When Mr. Salaam was wrongfully convicted, he was a student at Rice High School, a Catholic prep school in Harlem, and had previously studied at the elite LaGuardia High School of Music and Art and the Performing Arts. At home, dinner conversations were filled with Black history and tales of the Jim Crow South, where his mother had been born. Mr. Salaam read voraciously, studying Haile Selassie and Nelson Mandela. After school, Mr. Salaam and his friends would hang out in Central Park, despite his mother’s admonition to avoid the crime-ridden area.
“We had our own botanical garden,” he said of the park. “When she would say certain things to me about how I needed to act or behave, I thought maybe she was bugging out.” After he was convicted in 1990, Mr. Salaam served nearly seven years in prison.
His mother, Sharonne Salaam, spent her earliest years in Jim Crow Birmingham, Ala. Campaigning alongside her son on 125th Street, Ms. Salaam told me her grandfather had been smuggled north to Connecticut in a coffin to avoid being murdered by the Ku Klux Klan. When she was 12, the family moved to New York City. The arrest of Yusef, years later, was the culmination of a lifelong nightmare.
“Walking into that precinct, it was like after all those years, the Klan had finally come for me,” she said.

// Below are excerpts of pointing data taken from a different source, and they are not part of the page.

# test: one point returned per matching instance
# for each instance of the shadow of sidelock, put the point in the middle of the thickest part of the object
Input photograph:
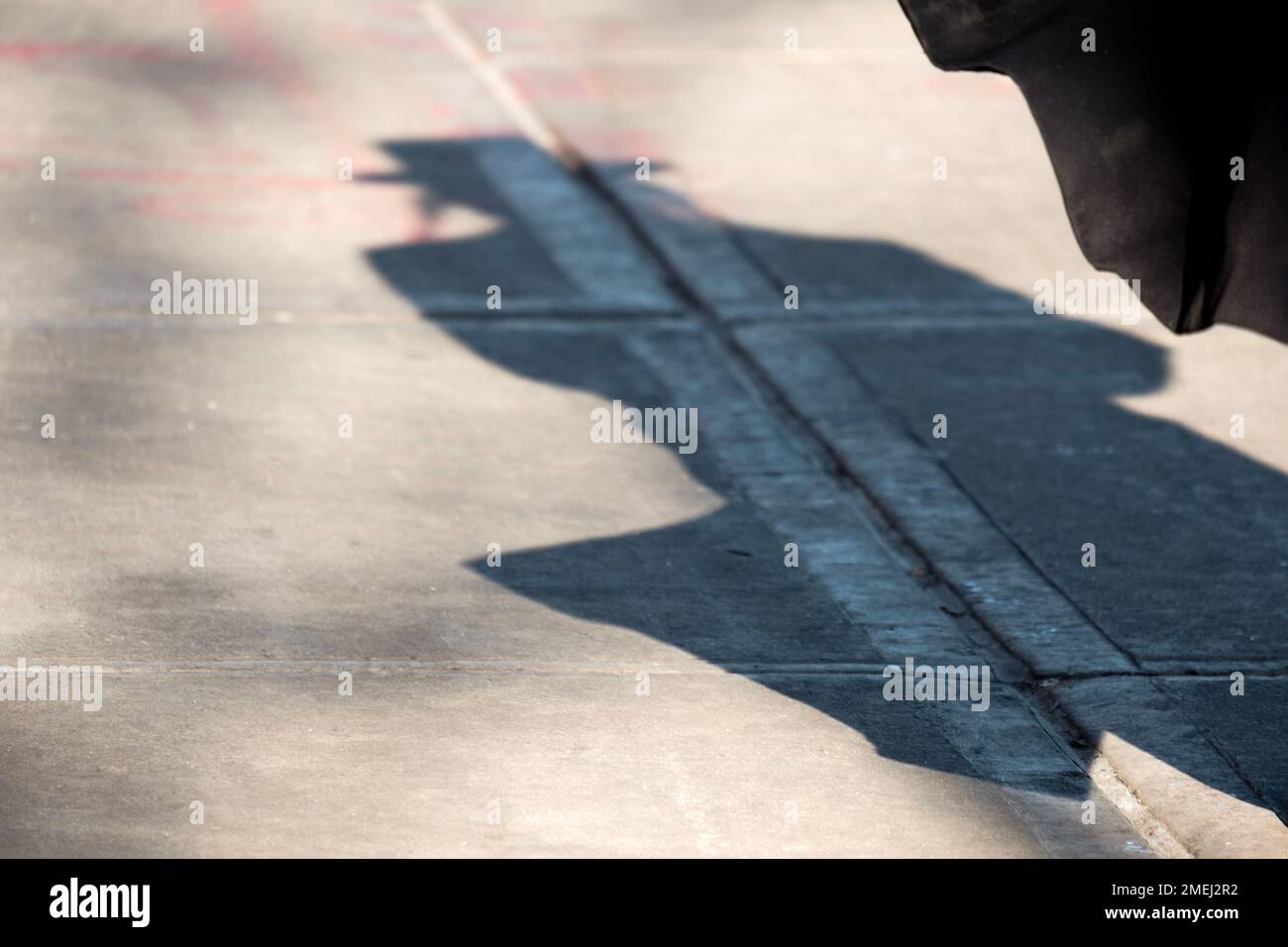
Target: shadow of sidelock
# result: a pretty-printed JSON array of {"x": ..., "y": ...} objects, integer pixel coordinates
[{"x": 1190, "y": 536}]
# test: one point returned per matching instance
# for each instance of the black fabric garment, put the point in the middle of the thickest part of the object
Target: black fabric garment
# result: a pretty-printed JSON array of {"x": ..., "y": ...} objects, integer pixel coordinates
[{"x": 1141, "y": 133}]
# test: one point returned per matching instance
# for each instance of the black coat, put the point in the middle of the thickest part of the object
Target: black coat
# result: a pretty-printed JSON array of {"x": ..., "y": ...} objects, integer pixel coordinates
[{"x": 1147, "y": 134}]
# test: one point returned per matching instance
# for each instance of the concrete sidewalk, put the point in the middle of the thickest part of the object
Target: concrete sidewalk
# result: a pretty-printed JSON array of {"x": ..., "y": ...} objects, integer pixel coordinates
[
  {"x": 911, "y": 213},
  {"x": 428, "y": 613}
]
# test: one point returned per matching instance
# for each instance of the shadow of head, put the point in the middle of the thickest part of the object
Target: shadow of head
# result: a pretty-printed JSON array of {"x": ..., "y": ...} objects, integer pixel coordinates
[{"x": 1037, "y": 438}]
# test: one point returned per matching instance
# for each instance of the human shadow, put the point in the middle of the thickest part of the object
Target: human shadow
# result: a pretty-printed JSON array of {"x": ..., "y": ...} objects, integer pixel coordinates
[{"x": 1190, "y": 534}]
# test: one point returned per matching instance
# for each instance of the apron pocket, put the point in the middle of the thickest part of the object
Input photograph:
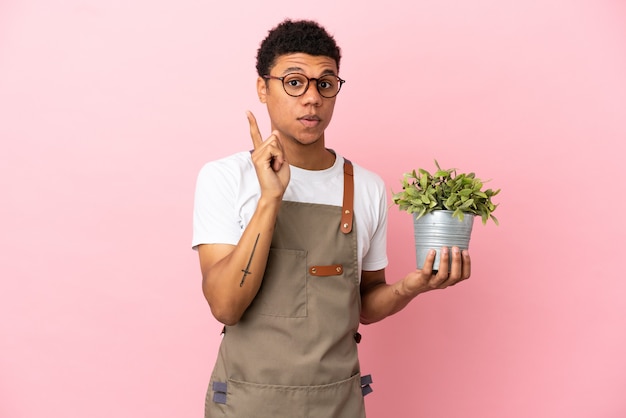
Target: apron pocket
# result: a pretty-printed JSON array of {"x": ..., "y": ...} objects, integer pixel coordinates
[
  {"x": 283, "y": 290},
  {"x": 336, "y": 400}
]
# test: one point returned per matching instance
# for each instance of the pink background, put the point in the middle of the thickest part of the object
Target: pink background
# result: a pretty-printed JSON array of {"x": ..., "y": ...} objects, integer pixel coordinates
[{"x": 108, "y": 109}]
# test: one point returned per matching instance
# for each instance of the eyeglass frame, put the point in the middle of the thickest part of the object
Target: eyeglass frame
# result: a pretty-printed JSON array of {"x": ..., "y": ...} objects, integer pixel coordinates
[{"x": 308, "y": 83}]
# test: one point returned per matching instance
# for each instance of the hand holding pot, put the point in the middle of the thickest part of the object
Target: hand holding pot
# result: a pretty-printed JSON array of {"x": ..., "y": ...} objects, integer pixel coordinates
[{"x": 420, "y": 281}]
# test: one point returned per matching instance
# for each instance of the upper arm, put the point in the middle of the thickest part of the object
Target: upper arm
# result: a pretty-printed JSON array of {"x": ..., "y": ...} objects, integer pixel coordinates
[
  {"x": 372, "y": 279},
  {"x": 211, "y": 254}
]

There is a tendency to minimize the charges facing Mr. Trump in New York because they are financial crimes. In Harlem, Americans who have experienced some of the most intense policing in the United States — regularly seeing children harassed and tossed against walls on their way to school during the city’s stop-and-frisk era — feel differently. Many said the former president should be held fully accountable for any crimes he committed, exactly as they would be.
Mr. Trump is “no different than us,” said Rose Adams, a 56-year-old Black voter who stopped to talk to Mr. Salaam. “He acts like he’s untouchable, but he’s not.”
I thought about the work of W.E.B. Du Bois, the historian and civil rights pioneer whom Mr. Salaam had read in prison.
“They still press on, they still nurse the dogged hope,” Du Bois wrote of Black Americans in a 1897 essay in The Atlantic Monthly, adding that it was “the hope of a higher synthesis of civilization and humanity, a true progress, with which the chorus ‘Peace, good will to men,’ ‘may make one music as before/but vaster.’”
Three decades after her teenage son was wrongfully incarcerated, Ms. Salaam is now on the campaign trail, encouraging New Yorkers to vote.
When Mr. Trump was indicted recently, Mr. Salaam expressed a kind of trust in the justice system that few might expect. “I do not resort to hatred, bias or racism — as you once did,” Mr. Salaam wrote in a message to the former president, who had called for the restoration of the death penalty when he was falsely accused and tried to strip him of his humanity as a 15-year-old child. “I am putting my faith in the judicial system to seek out the truth.”
Mr. Salaam is still waiting for justice, and so is the country.